Pat Murphy - historian and well-known coast musician - has been working on his memoir, "Growing Up Downtown," for several years. During 2015, the Cleaver will feature one of his essays each month - along with historical photographs from his archives.
1940s North Beach Blvd. looking South - My grandfather, George Stevenson's business on the right downstairs in the Sea Coast Echo building.
Growing Up Downtown Preface
by Pat Murphy
My hometown, Bay St Louis, Mississippi is approximately one hour’s drive east of New Orleans on the Mississippi Gulf Coast. The town and its neighbor, Waveland, have traditionally been small, sleepy weekend communities whose slow pace and close proximity to the gulf waters and its beaches were natural drawing cards to all.
The Bay St. Louis of my youth (nineteen fifties) was the quintessential small town American experience. There were little league baseball, boy scouts, church groups and school functions all year around. The children - as well as the adults - enjoyed fishing, crabbing, boating, water skiing, sailing, playing on the beaches and swimming in the gulf. There were no strangers in the Bay St. Louis of my youth. Everyone in the town knew everyone else or at least knew of their family. It was, in my opinion, the perfect place and environment for a child to grow up in. On a scale from one to ten, it was a solid ten!
Many of Bay/Waveland’s early residents were affluent New Orleans families who built weekend or summer homes here on the gulf coast as getaways from the hustle and bustle of the city. On weekends and at the beginning of each summer season entire families would pack up the house in New Orleans and bring everyone, including the domestic help, over “across the lake”. This lifestyle really became popular with the advent of the railroad line from New Orleans to the coast. Fathers would commute back and forth to their office in New Orleans by train every day or live in the city during the week and commute via rail on the weekends. With the coming of the automobile and the eventual construction of roads between the two areas, the lifestyle gained even more popularity.There were, of course, full time residents in the Bay/Waveland area but in the height of the tourist season the population might reach eight thousand and drop to twelve hundred during the winter.
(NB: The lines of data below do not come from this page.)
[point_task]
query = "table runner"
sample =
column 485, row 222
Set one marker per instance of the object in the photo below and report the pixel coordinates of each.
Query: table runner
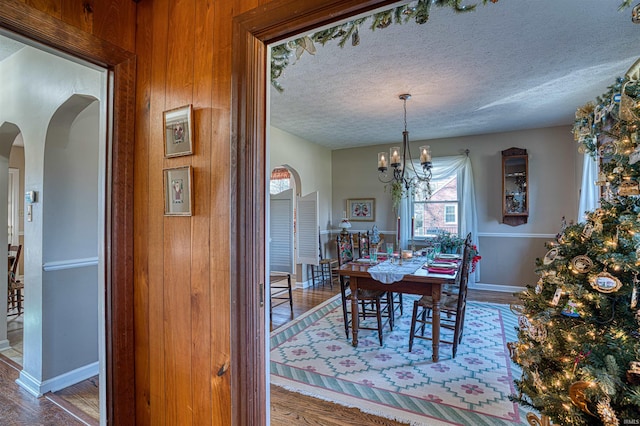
column 387, row 272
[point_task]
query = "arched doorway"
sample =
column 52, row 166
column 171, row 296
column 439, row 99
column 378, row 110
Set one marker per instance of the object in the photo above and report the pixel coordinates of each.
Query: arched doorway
column 252, row 33
column 118, row 297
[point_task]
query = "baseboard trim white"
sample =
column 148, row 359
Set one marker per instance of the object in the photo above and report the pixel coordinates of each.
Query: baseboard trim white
column 497, row 287
column 514, row 235
column 70, row 264
column 4, row 345
column 38, row 388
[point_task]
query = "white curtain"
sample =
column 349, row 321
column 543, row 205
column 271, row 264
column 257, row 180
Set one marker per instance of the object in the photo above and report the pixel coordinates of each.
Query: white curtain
column 443, row 167
column 589, row 192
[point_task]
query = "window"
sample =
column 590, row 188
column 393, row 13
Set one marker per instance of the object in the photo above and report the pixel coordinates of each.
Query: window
column 438, row 212
column 451, row 214
column 280, row 180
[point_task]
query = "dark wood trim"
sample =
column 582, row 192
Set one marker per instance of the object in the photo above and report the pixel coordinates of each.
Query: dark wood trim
column 35, row 25
column 252, row 31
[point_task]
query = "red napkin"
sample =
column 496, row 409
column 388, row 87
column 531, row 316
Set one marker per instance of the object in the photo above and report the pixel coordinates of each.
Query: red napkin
column 447, row 271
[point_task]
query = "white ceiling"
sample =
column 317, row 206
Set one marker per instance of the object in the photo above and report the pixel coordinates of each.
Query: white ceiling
column 512, row 65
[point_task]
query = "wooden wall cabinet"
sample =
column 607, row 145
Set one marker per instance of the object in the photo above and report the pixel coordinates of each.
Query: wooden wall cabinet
column 515, row 186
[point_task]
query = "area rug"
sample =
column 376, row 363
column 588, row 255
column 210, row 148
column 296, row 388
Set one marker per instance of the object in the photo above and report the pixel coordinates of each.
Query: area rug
column 311, row 355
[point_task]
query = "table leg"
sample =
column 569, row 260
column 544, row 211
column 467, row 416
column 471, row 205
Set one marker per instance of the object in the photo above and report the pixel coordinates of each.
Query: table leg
column 355, row 314
column 435, row 326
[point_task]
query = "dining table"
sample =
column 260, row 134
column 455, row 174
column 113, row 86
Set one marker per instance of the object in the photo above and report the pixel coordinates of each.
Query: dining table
column 421, row 282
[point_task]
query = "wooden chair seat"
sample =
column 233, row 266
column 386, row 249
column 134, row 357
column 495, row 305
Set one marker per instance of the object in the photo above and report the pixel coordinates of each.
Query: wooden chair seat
column 280, row 290
column 453, row 304
column 373, row 303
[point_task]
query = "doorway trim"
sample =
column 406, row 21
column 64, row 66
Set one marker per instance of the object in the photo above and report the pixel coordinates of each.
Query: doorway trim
column 120, row 64
column 252, row 32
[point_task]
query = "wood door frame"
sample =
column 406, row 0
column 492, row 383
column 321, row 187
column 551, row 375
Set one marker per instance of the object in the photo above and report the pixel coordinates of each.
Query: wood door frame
column 40, row 27
column 252, row 32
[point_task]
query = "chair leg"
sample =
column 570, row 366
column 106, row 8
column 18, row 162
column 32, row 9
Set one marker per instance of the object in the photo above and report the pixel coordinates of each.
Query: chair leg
column 391, row 310
column 343, row 291
column 414, row 317
column 379, row 315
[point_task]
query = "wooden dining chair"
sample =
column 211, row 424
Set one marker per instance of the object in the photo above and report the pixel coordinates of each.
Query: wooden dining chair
column 453, row 305
column 363, row 244
column 364, row 249
column 280, row 290
column 325, row 270
column 373, row 303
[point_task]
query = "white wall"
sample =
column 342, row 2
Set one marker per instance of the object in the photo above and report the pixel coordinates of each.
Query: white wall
column 46, row 82
column 313, row 164
column 70, row 238
column 508, row 253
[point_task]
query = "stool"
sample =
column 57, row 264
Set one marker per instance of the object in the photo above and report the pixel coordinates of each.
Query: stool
column 277, row 282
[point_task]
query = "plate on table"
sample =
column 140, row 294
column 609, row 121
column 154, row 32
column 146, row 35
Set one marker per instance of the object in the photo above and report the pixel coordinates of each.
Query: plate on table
column 449, row 265
column 448, row 256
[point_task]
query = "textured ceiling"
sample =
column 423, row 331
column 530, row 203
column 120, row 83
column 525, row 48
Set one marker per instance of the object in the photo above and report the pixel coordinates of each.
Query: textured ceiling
column 512, row 65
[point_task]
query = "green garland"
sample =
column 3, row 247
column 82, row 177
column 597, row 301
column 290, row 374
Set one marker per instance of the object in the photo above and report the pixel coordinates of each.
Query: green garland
column 350, row 31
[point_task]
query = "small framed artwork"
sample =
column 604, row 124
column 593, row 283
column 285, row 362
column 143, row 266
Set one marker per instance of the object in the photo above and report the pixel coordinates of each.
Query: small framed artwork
column 178, row 191
column 178, row 131
column 361, row 209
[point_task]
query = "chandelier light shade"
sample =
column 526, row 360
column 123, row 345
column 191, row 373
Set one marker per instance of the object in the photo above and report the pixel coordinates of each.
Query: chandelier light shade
column 345, row 224
column 404, row 174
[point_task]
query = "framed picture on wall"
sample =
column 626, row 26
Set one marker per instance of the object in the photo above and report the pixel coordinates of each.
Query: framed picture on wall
column 361, row 209
column 178, row 131
column 178, row 191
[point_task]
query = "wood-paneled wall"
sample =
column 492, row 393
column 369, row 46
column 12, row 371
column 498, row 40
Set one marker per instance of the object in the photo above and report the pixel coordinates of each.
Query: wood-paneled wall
column 182, row 286
column 113, row 21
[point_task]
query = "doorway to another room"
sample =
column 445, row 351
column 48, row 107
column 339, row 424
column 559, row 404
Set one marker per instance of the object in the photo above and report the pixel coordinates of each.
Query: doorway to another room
column 55, row 319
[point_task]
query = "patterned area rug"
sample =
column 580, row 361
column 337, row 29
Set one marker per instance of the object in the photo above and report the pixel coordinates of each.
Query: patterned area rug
column 311, row 355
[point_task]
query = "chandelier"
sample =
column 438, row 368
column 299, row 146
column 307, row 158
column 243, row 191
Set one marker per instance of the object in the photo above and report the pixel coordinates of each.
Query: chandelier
column 404, row 172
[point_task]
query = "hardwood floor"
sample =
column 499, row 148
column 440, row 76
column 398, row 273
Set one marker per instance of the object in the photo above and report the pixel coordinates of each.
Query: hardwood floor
column 18, row 407
column 290, row 408
column 79, row 402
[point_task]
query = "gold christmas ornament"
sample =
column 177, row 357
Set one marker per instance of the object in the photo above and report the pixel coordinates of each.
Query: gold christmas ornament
column 537, row 332
column 604, row 282
column 633, row 373
column 607, row 415
column 582, row 264
column 629, row 187
column 586, row 110
column 551, row 256
column 578, row 398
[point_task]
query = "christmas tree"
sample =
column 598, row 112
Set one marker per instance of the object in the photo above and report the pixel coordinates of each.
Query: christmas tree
column 579, row 325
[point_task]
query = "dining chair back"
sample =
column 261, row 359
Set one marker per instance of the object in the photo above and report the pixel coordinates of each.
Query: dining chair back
column 373, row 303
column 363, row 244
column 14, row 285
column 453, row 306
column 326, row 268
column 280, row 290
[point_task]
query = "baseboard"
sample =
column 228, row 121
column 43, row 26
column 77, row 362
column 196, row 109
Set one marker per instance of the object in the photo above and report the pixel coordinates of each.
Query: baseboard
column 497, row 287
column 303, row 284
column 38, row 388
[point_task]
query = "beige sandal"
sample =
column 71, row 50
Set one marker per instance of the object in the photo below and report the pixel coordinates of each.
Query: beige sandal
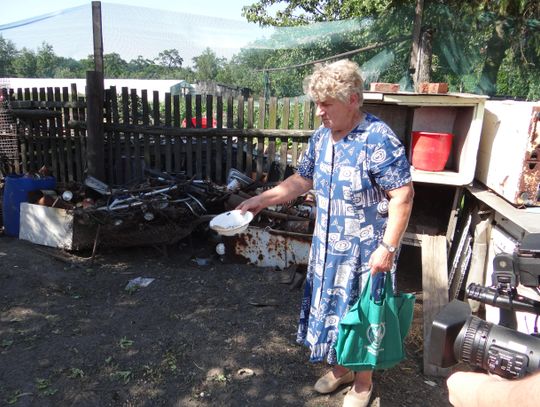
column 329, row 383
column 353, row 399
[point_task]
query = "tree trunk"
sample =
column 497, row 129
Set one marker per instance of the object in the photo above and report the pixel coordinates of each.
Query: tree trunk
column 424, row 57
column 495, row 51
column 417, row 29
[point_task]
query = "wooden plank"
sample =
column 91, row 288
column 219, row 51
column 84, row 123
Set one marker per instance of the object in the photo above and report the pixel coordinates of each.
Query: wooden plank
column 82, row 116
column 240, row 140
column 79, row 161
column 168, row 122
column 66, row 133
column 54, row 152
column 127, row 139
column 219, row 141
column 94, row 100
column 178, row 164
column 198, row 124
column 146, row 121
column 435, row 291
column 157, row 138
column 115, row 118
column 228, row 159
column 272, row 123
column 189, row 139
column 135, row 162
column 109, row 138
column 260, row 140
column 209, row 139
column 284, row 141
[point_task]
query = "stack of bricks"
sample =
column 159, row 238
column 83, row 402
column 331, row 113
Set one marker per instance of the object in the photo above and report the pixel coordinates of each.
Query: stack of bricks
column 430, row 87
column 384, row 87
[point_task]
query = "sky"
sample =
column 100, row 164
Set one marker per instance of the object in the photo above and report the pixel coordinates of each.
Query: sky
column 131, row 28
column 16, row 10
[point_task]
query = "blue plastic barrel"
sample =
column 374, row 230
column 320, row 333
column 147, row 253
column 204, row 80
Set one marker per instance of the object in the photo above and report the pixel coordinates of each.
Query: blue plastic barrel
column 16, row 189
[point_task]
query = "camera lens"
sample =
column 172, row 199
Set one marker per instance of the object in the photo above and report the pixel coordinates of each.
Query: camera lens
column 471, row 343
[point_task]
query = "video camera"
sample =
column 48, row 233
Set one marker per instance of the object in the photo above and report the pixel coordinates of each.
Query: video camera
column 458, row 336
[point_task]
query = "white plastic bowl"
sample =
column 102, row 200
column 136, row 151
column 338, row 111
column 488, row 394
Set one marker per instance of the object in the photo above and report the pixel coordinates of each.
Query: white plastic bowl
column 231, row 223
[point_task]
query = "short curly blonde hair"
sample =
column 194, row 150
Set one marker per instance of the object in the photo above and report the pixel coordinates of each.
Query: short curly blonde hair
column 336, row 80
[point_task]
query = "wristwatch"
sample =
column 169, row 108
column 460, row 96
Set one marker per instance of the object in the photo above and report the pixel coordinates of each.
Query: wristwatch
column 390, row 248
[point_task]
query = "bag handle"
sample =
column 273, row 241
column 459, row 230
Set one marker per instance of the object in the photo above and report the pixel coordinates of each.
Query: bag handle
column 378, row 287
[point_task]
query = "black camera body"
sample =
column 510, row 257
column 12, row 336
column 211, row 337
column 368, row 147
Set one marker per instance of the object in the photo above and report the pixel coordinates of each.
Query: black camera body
column 459, row 336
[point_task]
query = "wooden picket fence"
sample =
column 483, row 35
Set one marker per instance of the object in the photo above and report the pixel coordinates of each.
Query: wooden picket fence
column 199, row 136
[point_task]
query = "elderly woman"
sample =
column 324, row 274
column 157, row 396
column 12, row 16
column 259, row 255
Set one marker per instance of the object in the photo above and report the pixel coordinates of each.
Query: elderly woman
column 360, row 174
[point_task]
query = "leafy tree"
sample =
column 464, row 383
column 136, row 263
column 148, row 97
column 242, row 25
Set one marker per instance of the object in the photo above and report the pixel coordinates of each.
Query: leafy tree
column 472, row 40
column 25, row 64
column 8, row 53
column 170, row 58
column 46, row 61
column 207, row 65
column 114, row 65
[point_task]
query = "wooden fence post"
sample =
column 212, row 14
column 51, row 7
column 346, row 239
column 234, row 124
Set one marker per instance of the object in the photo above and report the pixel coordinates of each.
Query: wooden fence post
column 94, row 119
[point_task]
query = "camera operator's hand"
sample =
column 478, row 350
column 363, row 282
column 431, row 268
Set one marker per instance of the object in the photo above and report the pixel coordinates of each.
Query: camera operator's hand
column 467, row 389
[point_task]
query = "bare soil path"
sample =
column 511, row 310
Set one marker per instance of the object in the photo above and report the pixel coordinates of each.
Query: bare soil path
column 214, row 335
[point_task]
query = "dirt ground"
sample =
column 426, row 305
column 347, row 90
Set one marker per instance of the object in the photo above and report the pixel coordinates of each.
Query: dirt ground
column 199, row 335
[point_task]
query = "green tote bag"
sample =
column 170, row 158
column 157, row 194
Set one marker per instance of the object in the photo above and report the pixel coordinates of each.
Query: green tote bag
column 371, row 334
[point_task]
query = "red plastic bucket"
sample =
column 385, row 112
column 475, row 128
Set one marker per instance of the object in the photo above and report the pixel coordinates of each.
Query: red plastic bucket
column 430, row 151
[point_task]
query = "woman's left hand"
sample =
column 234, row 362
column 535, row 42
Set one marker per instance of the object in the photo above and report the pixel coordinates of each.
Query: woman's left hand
column 381, row 260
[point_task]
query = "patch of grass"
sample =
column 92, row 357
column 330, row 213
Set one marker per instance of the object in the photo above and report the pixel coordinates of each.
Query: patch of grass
column 170, row 361
column 44, row 387
column 153, row 373
column 220, row 378
column 122, row 375
column 17, row 394
column 76, row 373
column 125, row 343
column 6, row 343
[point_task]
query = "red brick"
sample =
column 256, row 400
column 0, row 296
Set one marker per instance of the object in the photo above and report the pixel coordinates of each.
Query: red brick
column 440, row 87
column 384, row 87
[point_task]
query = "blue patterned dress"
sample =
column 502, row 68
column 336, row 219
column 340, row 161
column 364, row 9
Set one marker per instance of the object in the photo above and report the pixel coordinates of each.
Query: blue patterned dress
column 349, row 179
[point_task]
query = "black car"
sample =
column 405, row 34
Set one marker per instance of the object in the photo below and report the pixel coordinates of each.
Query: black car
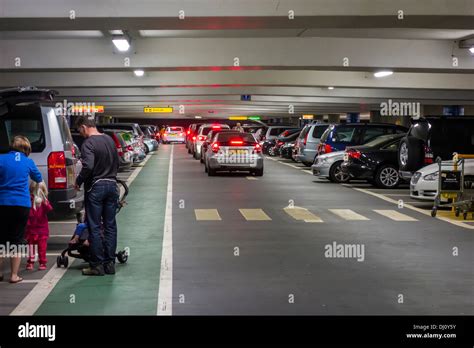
column 431, row 137
column 376, row 161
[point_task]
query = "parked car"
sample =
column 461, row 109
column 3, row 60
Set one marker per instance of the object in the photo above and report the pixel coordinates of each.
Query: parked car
column 375, row 161
column 306, row 147
column 201, row 136
column 28, row 112
column 234, row 151
column 432, row 137
column 191, row 135
column 329, row 166
column 424, row 183
column 337, row 137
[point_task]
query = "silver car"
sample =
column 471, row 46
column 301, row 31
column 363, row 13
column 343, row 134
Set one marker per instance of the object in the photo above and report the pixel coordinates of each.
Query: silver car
column 234, row 151
column 307, row 143
column 329, row 166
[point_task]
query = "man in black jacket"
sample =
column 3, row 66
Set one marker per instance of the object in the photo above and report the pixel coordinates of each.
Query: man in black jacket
column 100, row 163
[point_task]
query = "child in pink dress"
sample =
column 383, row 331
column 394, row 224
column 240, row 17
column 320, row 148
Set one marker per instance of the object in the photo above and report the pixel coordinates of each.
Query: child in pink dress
column 37, row 229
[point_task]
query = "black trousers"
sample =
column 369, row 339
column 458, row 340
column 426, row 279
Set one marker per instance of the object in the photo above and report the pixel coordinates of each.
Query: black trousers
column 13, row 223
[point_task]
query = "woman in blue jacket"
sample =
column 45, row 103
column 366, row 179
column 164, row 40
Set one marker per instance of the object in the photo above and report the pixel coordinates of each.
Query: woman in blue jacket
column 15, row 171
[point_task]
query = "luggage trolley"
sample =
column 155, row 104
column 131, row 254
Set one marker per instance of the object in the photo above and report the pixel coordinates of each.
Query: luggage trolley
column 452, row 185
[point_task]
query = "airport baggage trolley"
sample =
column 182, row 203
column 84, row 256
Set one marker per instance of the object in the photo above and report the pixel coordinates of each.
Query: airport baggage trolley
column 452, row 185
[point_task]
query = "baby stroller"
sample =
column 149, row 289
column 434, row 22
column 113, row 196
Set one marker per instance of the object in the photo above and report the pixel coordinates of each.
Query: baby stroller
column 79, row 246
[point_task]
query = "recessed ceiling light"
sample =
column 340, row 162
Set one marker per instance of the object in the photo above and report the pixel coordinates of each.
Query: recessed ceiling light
column 122, row 44
column 383, row 73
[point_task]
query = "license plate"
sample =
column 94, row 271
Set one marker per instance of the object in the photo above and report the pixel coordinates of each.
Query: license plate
column 238, row 152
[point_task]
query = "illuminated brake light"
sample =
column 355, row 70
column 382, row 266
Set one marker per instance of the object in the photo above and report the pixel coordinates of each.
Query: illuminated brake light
column 57, row 176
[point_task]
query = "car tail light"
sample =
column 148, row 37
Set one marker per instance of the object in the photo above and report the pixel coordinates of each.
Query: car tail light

With the coming of the great depression of 1929 many workers lost their jobs in the city. The Bay/Waveland area offered hope of a new life away from the crowded city. Food was more plentiful, rent was cheap and opportunities abounded for small business start-ups.
Odile, George and Carol Stevenson
Baby Carol Stevenson
My mother’s family grew up in turn of the century New Orleans, LA. In 1924, my grandparents, George and Odile Stevenson, moved from New Orleans to Bay St. Louis. They moved into a house in the first block of Sycamore Street (named Good Children’s Street at the time). My grandmother, Odile Stevenson, was orphaned at a very young age and taken in and raised by an aunt, Ms. Camille Webster. Aunt Camille originally purchased this house on Good Children's Street and held the mortgage on it. My grandparents made payments eventually purchasing the house from my aunt. Aunt Camille lived with her sister Rita in a little shotgun house in the second block of Ballentine Street in Bay St. Louis. Aunt Rita died around the time that I was born but my Aunt Camille lived to be quite elderly in that same shotgun house on Ballentine Street. At the time she passed - in the mid-50's when I was eight or nine years old - she was still living in that old house with no indoor toilet using an outhouse in the back yard!
By the time of the great depression in 1929, my mother, Carol, had been born and my grandfather would commute to New Orleans by train every day to work as a clerk for a steamship company. Gramps was one of the many working people who lost their job when the great depression finally settled into the New Orleans area.
My grandfather and grandmother had come to Bay St. Louis in search of a better life and there were opportunities to be had. Soon after losing his job in New Orleans, my grandfather found one of those opportunities and ran with it.
My grandfather Stevenson standing in the doorway of his first store at 211 South Beach Blvd. early 1930s
Gramps and a partner, Townsend Wolfe, started a business hauling coal and firewood to the federal government WPA construction camps that existed in the area during the years after the depression. These camps were funded by the federal government to create jobs for the unemployed and built everything from schools to highway bridges (many of them are still around). From the coal and firewood deliveries Grandpa’s business expanded into the installation of electrical service in homes in and around the Bay/Waveland area and sales of electrical appliances. It was in this business that Gramps found his niche and began to prosper.
By the year of my birth in 1949, the Bay/Waveland’s area’s population had grown to around five thousand full-time residents and my grandfather’s business was thriving and growing in the vibrant downtown area of Bay St. Louis. By 1949, Gramp's business was located at 200 North Beach and The Sea Coast Echo was located upstairs (in the same building that currently houses the restaurant 200 North Beach). This is where my story of “Growing Up Downtown” begins.